The prospects make for great clickbait and provide a legitimate excuse for desperate newspaper picture desks to dig out images of The Terminator. We love to demonise technology and it’s in our nature to relish drama, but there’s another side to the story – one that we, basking in the luxuries of the developed world, may well be oblivious to: technology could be the answer to the age-old gender equality conundrum and mobile phones could be key.

A recent extensive report published by GSMA, the international trade body for the mobile industry, found that since 2014 mobile operators have connected 700 million new subscribers and a further billion have gained access to the internet through a mobile phone – many of those for the first time. That’s more than an eighth of the world.

The internet, for all its swindles and snares, is a gateway to basic education, communication, literacy, and health services, but also to financial independence, mobility and commercial success. Mobiles empower. But the report also found that across 18 low- and middle-income countries that the GSMA examined, 15 per cent of adults still don’t own a mobile phone and 45 per cent don’t use mobile internet. These people are among the most marginalised groups, they often live in very rural areas, are illiterate and older. And predominantly, they’re women.

According to the study, “women’s lower levels of mobile ownership and use not only reflect existing gender inequalities, but also threaten to compound them”. The so-called gender gap in mobile internet usage is 23 per cent. In other words, across low- and middle-income countries, 313 million fewer women than men use mobile internet. Of the regions examined, the rift is greatest in Southeast Asia, where women are 28 per cent less likely to own a mobile phone and 57 per cent less likely to use mobile internet.

So, for a change, here’s a problem we can fix.

While policymakers, academics and activists spend years trying to conjure up ways of closing the inequality chasm globally, part of the solution might simply be to equip the most affected with the tools they can use to reach their full potential. Instead of attempting to implement policies from above which, at best, might help the privileged few, why not empower women to help themselves by giving them the resources, even if those resources are as mundane as mobile phones?

The report demonstrates that closing this gender gap in those 18 mid-and low-income countries by 2023 would provide an estimated additional $140 billion in revenue to the mobile industry – an important part of the wider economy. More widely, it could add $700 billion in GDP growth over the next half a decade.
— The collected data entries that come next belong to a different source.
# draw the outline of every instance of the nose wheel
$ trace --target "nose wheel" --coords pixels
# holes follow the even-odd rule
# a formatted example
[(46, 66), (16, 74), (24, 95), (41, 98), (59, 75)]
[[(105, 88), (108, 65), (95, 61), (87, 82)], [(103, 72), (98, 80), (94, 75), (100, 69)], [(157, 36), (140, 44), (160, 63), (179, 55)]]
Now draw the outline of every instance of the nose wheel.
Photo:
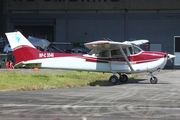
[(150, 73), (151, 78), (150, 78), (150, 82), (151, 84), (156, 84), (158, 82), (157, 77), (153, 76), (152, 73)]

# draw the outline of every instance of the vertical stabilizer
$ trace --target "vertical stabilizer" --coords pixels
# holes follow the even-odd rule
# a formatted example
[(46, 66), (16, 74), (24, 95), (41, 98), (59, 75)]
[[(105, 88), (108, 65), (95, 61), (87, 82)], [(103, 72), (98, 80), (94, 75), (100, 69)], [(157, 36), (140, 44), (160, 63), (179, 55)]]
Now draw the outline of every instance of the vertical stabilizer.
[(5, 33), (14, 57), (16, 64), (27, 60), (37, 59), (39, 50), (36, 49), (19, 31)]
[(27, 40), (19, 31), (17, 32), (10, 32), (10, 33), (5, 33), (9, 44), (11, 46), (11, 49), (14, 50), (17, 47), (20, 46), (29, 46), (32, 48), (35, 48), (30, 42), (29, 40)]

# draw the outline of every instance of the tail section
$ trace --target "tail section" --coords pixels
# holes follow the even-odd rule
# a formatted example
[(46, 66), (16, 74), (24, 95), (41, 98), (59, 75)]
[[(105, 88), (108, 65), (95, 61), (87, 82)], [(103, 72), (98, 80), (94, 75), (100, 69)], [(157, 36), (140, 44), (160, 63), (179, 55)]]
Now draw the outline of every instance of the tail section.
[(37, 59), (40, 51), (36, 49), (19, 31), (5, 33), (14, 57), (16, 64), (27, 60)]

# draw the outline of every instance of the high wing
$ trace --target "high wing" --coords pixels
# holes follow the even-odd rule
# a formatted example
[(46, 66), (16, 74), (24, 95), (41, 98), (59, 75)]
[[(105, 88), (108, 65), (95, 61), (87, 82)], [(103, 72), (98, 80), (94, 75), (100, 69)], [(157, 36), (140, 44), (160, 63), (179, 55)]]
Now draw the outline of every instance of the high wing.
[(94, 42), (89, 42), (84, 44), (88, 49), (114, 49), (119, 47), (128, 47), (132, 46), (130, 42), (114, 42), (114, 41), (105, 41), (99, 40)]
[[(94, 41), (84, 44), (88, 49), (92, 49), (92, 53), (96, 53), (102, 50), (110, 50), (119, 48), (125, 61), (127, 62), (128, 66), (130, 67), (131, 71), (134, 71), (132, 68), (127, 56), (125, 55), (122, 48), (130, 47), (132, 44), (130, 42), (114, 42), (114, 41)], [(91, 53), (90, 53), (91, 54)]]
[(130, 41), (131, 44), (135, 44), (135, 45), (142, 45), (145, 43), (148, 43), (148, 40), (135, 40), (135, 41)]
[(128, 47), (128, 46), (132, 46), (132, 44), (142, 45), (142, 44), (145, 44), (148, 42), (149, 42), (148, 40), (135, 40), (135, 41), (125, 41), (125, 42), (99, 40), (99, 41), (85, 43), (84, 45), (88, 49), (93, 49), (93, 48), (112, 49), (112, 48), (116, 48), (116, 47), (122, 47), (122, 48)]

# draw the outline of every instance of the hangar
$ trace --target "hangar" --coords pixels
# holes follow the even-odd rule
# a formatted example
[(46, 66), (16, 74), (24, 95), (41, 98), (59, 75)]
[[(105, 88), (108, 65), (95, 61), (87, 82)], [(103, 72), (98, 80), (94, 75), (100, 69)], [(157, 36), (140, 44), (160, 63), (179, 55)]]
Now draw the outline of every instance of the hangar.
[(179, 4), (179, 0), (1, 0), (0, 35), (20, 30), (26, 37), (73, 43), (148, 39), (148, 49), (175, 54), (166, 67), (178, 68)]

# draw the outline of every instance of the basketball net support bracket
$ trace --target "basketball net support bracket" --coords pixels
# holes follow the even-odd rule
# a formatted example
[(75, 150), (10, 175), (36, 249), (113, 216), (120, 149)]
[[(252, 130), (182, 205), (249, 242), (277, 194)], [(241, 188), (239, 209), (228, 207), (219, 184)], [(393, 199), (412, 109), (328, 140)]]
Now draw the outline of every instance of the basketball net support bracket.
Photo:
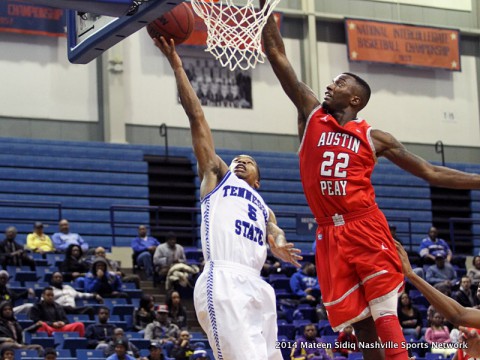
[(123, 16), (133, 5), (133, 0), (23, 0), (25, 2), (51, 6), (59, 9), (72, 9), (79, 12), (108, 16)]
[[(183, 0), (150, 0), (141, 3), (132, 15), (112, 18), (101, 28), (92, 29), (92, 35), (80, 42), (76, 31), (79, 21), (77, 11), (67, 10), (68, 59), (74, 64), (87, 64), (182, 2)], [(130, 6), (135, 3), (129, 1)]]

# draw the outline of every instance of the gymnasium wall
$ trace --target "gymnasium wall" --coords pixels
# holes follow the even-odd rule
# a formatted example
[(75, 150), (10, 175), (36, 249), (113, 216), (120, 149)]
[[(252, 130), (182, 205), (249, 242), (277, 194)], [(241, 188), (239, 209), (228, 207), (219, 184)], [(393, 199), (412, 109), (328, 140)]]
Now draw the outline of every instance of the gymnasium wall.
[[(375, 127), (392, 132), (420, 150), (441, 139), (459, 154), (477, 153), (477, 159), (480, 150), (473, 148), (480, 146), (479, 1), (472, 0), (472, 12), (384, 1), (314, 1), (319, 83), (323, 88), (341, 71), (356, 72), (372, 85), (371, 103), (361, 115)], [(297, 73), (305, 79), (309, 49), (304, 41), (300, 3), (288, 0), (281, 6), (288, 12), (283, 29), (286, 50)], [(467, 35), (462, 43), (462, 72), (349, 64), (340, 22), (343, 15), (459, 27)], [(188, 122), (177, 102), (167, 62), (144, 31), (122, 46), (124, 72), (112, 81), (118, 82), (125, 93), (126, 140), (158, 144), (156, 127), (165, 122), (171, 128), (171, 145), (188, 144)], [(69, 64), (65, 39), (0, 33), (0, 48), (2, 136), (102, 139), (99, 110), (103, 104), (98, 101), (100, 74), (95, 62)], [(182, 52), (203, 55), (197, 49)], [(296, 112), (268, 64), (252, 71), (252, 82), (252, 110), (205, 108), (217, 146), (295, 151)]]

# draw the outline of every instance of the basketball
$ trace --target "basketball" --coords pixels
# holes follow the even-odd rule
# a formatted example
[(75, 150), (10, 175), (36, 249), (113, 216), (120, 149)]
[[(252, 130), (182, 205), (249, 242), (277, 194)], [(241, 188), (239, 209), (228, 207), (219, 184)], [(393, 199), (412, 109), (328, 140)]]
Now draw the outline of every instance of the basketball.
[(163, 36), (167, 41), (173, 39), (178, 45), (188, 39), (194, 22), (192, 9), (186, 3), (181, 3), (148, 24), (147, 31), (152, 39)]

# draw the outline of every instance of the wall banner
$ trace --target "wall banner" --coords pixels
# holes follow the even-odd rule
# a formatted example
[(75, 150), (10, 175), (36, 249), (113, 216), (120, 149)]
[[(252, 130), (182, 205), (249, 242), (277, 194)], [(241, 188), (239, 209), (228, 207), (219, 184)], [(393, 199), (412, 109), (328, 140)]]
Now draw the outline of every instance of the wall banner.
[(352, 62), (461, 71), (459, 30), (359, 19), (345, 27)]

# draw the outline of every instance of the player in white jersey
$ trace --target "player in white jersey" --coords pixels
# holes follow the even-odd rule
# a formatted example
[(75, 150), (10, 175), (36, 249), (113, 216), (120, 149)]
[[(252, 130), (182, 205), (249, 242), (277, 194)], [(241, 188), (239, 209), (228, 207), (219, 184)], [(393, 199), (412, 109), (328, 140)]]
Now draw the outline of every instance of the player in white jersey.
[(198, 161), (206, 260), (194, 291), (200, 325), (217, 360), (282, 360), (275, 348), (275, 293), (261, 279), (260, 269), (267, 256), (267, 241), (276, 257), (297, 267), (300, 250), (286, 241), (274, 213), (257, 193), (260, 172), (255, 160), (239, 155), (228, 167), (215, 153), (200, 101), (173, 40), (154, 41), (174, 71)]

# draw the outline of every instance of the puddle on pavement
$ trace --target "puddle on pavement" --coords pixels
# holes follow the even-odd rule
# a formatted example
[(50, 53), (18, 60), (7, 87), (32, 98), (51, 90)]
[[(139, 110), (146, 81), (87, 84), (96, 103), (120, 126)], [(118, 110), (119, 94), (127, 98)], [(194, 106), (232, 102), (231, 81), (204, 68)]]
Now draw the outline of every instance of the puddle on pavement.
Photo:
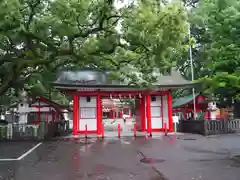
[(164, 162), (164, 159), (154, 159), (154, 158), (143, 158), (140, 160), (141, 163), (144, 164), (156, 164)]
[(117, 141), (109, 141), (108, 144), (117, 144)]
[(228, 155), (229, 152), (225, 149), (218, 149), (216, 150), (210, 150), (210, 149), (202, 149), (202, 148), (196, 148), (191, 146), (185, 146), (183, 147), (184, 150), (188, 152), (194, 152), (194, 153), (203, 153), (203, 154), (214, 154), (214, 155)]
[(235, 155), (230, 158), (232, 160), (231, 167), (240, 167), (240, 155)]
[(189, 159), (188, 160), (188, 162), (211, 162), (211, 161), (224, 163), (228, 165), (228, 167), (240, 168), (240, 155), (235, 155), (232, 157), (223, 157), (219, 159)]
[(187, 162), (213, 162), (213, 161), (226, 161), (226, 158), (215, 159), (188, 159)]
[(183, 138), (182, 140), (187, 140), (187, 141), (195, 141), (195, 138)]
[(88, 140), (88, 139), (77, 139), (77, 138), (73, 138), (73, 139), (69, 139), (70, 142), (74, 142), (76, 144), (82, 144), (82, 145), (85, 145), (85, 144), (92, 144), (94, 143), (94, 141), (92, 140)]

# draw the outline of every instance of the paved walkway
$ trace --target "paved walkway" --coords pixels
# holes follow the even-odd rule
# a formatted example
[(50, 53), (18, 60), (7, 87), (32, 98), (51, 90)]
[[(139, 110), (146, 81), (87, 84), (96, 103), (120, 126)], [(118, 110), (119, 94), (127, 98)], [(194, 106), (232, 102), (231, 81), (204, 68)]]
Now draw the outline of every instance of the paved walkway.
[(66, 139), (44, 142), (21, 161), (0, 162), (0, 175), (14, 180), (239, 180), (239, 155), (236, 134), (93, 138), (87, 145)]
[(240, 136), (197, 135), (152, 139), (139, 147), (147, 157), (164, 159), (155, 167), (170, 180), (239, 180)]
[[(155, 180), (158, 172), (140, 162), (122, 140), (60, 141), (43, 144), (15, 168), (16, 180)], [(159, 179), (164, 180), (164, 179)]]

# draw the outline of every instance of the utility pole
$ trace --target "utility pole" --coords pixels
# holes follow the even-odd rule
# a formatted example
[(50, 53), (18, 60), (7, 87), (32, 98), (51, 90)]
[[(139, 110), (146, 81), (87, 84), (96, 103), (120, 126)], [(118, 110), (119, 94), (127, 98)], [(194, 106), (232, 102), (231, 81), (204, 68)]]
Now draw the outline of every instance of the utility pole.
[[(191, 63), (191, 75), (192, 81), (194, 81), (194, 69), (193, 69), (193, 57), (192, 57), (192, 45), (191, 45), (191, 25), (189, 24), (188, 27), (188, 38), (189, 38), (189, 59)], [(192, 95), (193, 95), (193, 113), (194, 113), (194, 120), (196, 119), (196, 97), (195, 97), (195, 88), (192, 88)]]

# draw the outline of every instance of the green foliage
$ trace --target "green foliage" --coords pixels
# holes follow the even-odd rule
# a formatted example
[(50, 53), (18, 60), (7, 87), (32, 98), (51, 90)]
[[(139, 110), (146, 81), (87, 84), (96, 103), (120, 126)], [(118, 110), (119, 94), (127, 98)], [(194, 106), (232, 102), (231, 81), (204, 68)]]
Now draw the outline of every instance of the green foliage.
[(237, 0), (205, 0), (200, 2), (196, 15), (201, 16), (208, 38), (205, 43), (207, 90), (220, 97), (236, 97), (240, 93), (239, 15)]
[[(117, 9), (112, 0), (3, 0), (0, 8), (0, 95), (25, 88), (46, 96), (62, 68), (112, 69), (139, 85), (138, 75), (122, 71), (132, 66), (140, 86), (150, 86), (154, 68), (169, 69), (185, 47), (186, 14), (177, 2)], [(59, 92), (52, 98), (67, 101)]]
[[(202, 0), (189, 9), (195, 79), (203, 83), (199, 91), (220, 99), (239, 98), (238, 0)], [(179, 69), (190, 79), (189, 52), (176, 56)]]
[(176, 2), (156, 5), (155, 1), (138, 1), (122, 12), (122, 37), (129, 46), (125, 53), (151, 85), (155, 81), (150, 76), (153, 70), (169, 70), (174, 52), (182, 48), (187, 33), (184, 8)]
[(0, 8), (0, 95), (23, 84), (42, 93), (60, 67), (101, 65), (95, 57), (119, 44), (111, 1), (3, 0)]

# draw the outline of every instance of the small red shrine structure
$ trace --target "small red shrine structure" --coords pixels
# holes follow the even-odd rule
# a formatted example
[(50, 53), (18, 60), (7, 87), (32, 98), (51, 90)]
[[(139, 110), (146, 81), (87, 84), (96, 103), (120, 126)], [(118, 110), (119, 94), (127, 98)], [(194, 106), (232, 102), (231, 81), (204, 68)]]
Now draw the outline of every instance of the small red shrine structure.
[(17, 107), (19, 123), (39, 124), (39, 122), (63, 120), (66, 107), (41, 96), (27, 97)]
[[(201, 94), (195, 95), (196, 114), (199, 119), (215, 120), (226, 119), (225, 115), (213, 108), (213, 101)], [(173, 100), (173, 114), (182, 120), (194, 119), (193, 95), (183, 96)]]
[[(127, 68), (124, 67), (125, 70)], [(134, 68), (126, 72), (141, 77), (141, 73)], [(172, 132), (171, 90), (196, 85), (175, 70), (168, 75), (156, 71), (154, 75), (157, 81), (151, 89), (139, 88), (131, 84), (127, 77), (124, 82), (112, 80), (109, 74), (94, 69), (63, 70), (53, 82), (55, 88), (73, 96), (73, 135), (85, 133), (86, 125), (88, 133), (102, 132), (102, 99), (110, 97), (135, 98), (138, 131), (146, 131), (151, 135), (153, 131), (164, 131), (166, 126)]]
[[(193, 95), (183, 96), (173, 100), (173, 113), (179, 116), (180, 119), (187, 120), (193, 119), (194, 117), (194, 105), (193, 105)], [(210, 111), (208, 109), (209, 101), (205, 96), (196, 94), (196, 113), (203, 114), (204, 117), (210, 116)]]

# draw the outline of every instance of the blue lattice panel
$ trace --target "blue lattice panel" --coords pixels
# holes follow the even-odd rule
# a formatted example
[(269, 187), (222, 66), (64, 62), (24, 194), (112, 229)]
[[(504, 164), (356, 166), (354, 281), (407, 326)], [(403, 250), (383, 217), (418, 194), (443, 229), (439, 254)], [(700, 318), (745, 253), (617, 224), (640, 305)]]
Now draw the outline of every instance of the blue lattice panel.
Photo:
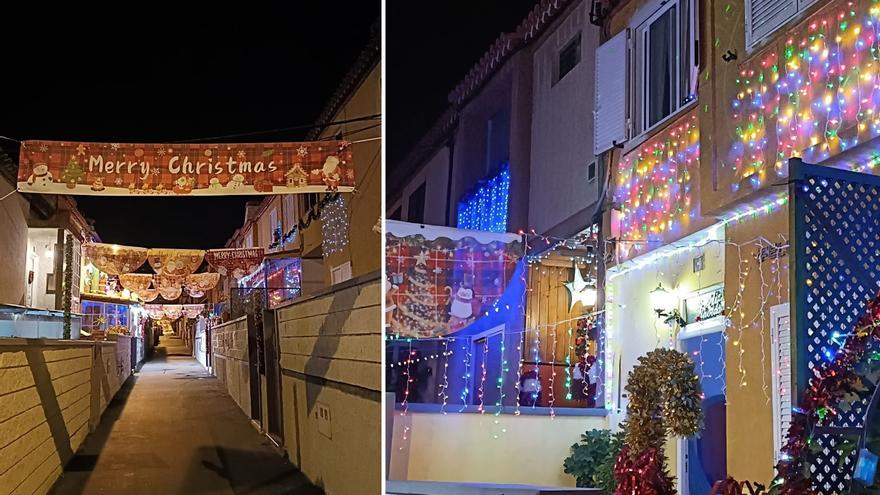
[[(828, 167), (797, 163), (792, 170), (799, 400), (880, 288), (880, 184), (874, 176)], [(821, 435), (811, 466), (819, 493), (848, 493), (854, 459), (841, 460), (835, 446), (843, 428), (863, 428), (869, 402), (866, 393), (822, 425), (841, 430)]]

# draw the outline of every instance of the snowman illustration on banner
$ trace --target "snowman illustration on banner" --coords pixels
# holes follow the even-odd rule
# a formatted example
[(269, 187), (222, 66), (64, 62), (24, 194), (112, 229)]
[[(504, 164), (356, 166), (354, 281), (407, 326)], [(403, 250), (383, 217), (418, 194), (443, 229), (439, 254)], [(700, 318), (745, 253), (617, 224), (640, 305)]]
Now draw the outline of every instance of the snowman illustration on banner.
[(475, 319), (474, 311), (474, 275), (464, 274), (464, 281), (458, 286), (452, 297), (449, 310), (449, 329), (456, 331), (470, 325)]
[(49, 172), (49, 166), (45, 163), (34, 165), (31, 176), (28, 177), (27, 183), (41, 189), (48, 189), (52, 185), (52, 172)]

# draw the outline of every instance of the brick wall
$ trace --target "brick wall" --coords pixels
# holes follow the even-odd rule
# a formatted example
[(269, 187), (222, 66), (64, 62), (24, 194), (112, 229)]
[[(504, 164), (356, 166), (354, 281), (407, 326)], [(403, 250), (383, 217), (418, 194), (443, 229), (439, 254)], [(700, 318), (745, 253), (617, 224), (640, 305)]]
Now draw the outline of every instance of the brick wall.
[(0, 494), (49, 491), (131, 373), (118, 345), (0, 340)]

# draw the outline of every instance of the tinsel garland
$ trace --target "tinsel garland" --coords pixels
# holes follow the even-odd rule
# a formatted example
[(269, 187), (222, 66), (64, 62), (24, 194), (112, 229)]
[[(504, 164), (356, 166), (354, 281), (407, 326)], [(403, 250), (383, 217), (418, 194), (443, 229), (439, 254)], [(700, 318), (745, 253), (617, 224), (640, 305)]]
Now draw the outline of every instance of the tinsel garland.
[[(801, 398), (800, 407), (792, 408), (791, 425), (780, 449), (782, 460), (776, 464), (776, 477), (769, 493), (816, 494), (810, 462), (810, 454), (820, 448), (815, 444), (816, 428), (826, 418), (837, 416), (839, 410), (848, 407), (851, 400), (858, 400), (860, 394), (868, 390), (856, 372), (856, 366), (863, 362), (872, 340), (880, 340), (880, 296), (868, 302), (865, 314), (834, 358), (813, 370), (814, 376)], [(739, 483), (732, 478), (725, 481), (731, 486), (739, 486)], [(742, 483), (746, 486), (748, 482)], [(758, 484), (755, 486), (763, 488)]]
[(64, 286), (61, 290), (61, 309), (64, 311), (62, 336), (70, 338), (71, 299), (73, 299), (73, 236), (64, 239)]
[(655, 349), (639, 358), (626, 391), (627, 447), (614, 466), (614, 493), (673, 494), (663, 452), (666, 436), (691, 436), (703, 428), (702, 391), (694, 363), (674, 349)]

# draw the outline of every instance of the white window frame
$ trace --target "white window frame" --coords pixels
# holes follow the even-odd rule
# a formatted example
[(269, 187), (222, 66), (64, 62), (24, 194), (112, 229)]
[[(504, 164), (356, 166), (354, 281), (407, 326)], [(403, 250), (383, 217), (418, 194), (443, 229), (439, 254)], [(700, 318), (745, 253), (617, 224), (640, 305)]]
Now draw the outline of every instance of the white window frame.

Of course, as is the case with all iterations of the gender gap, there’s nothing straightforward about closing this one. Barriers to mobile ownership are vast, starting with affordability. Women are less likely to be in paid employment, so less likely to have financial autonomy. Illiteracy present a barrier too, as does relevance: some women may have no interest in connecting. But there are plenty who would be able and willing to use a mobile and for whom the benefits would, quite literally, be life-changing. The countries studied include some of the world’s poorest – Mozambique, Tanzania and Guatemala, to name but three – and the economic boost would be marked.

You may argue that technology – in the form of job-snatching robots and omniscient machines – is evil. You may argue that technology – in the form of tools that connect the world and enlighten – is good. Either way, it’s dominance in our future is inevitable. So with any element of choice taken out of our hands, let’s use it to our advantage and leverage its power. All the better if it happens to help us create equal opportunities for years to come.